P2: alist, guaranteed to only contain 0 or 1, and length divisible by 2. - Returns:
Anintthat is symplectic inner product ofP1andP2
def symplectic_inner_product(P1, P2):
passNow we state the following theorem about the commutation relations of Pauli operators.
Lemma: Let $P_1 = (a|b)$ and $P_2 = (c|d)$ be two Pauli operators. Then,
- $P_1$ and $P_2$ commute if and only if $P_1 \cdot P_2 = 0$,
- $P_1$ and $P_2$ anti-commute if and only if $P_1 \cdot P_2 = 1$.
Question: Use the commutation relations of $I_i,X_i,Y_i,Z_i$ to prove this theorem.
Task 4#
In Task 1 in stabilizer codes we computed everything by hand. Now use the symplectic_inner_product function to recompute the table with code.
Generator matrix#
To compactly represent the stabilizer group, and its associated code, we usually write the generators of the stabilizer code as rows of a matrix.

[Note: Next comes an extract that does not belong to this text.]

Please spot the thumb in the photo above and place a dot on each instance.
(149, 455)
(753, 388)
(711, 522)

This matrix is called sometimes called the generator matrix (because it contains the generators of the code) or the check-matrix (because it is actually analogous to the classical parity-check matrix rather than the classical generator matrix). This is unfortunate and confusing terminology.
Example: For the repetition code for phase flips, the generators are \begin{align} X \otimes X \otimes I &= (110|000), \\ I \otimes X \otimes X &= (011|000). \end{align} Hence, the generator matrix is \begin{equation} G = \left(\begin{array}{ccc|ccc} 1 & 1 & 0 & 0 & 0 & 0 \\ 0 & 1 & 1 & 0 & 0 & 0 \end{array}\right). \end{equation}
Task 5 (On paper)#
Write down the generator matrix for the repetition code for bit-flips.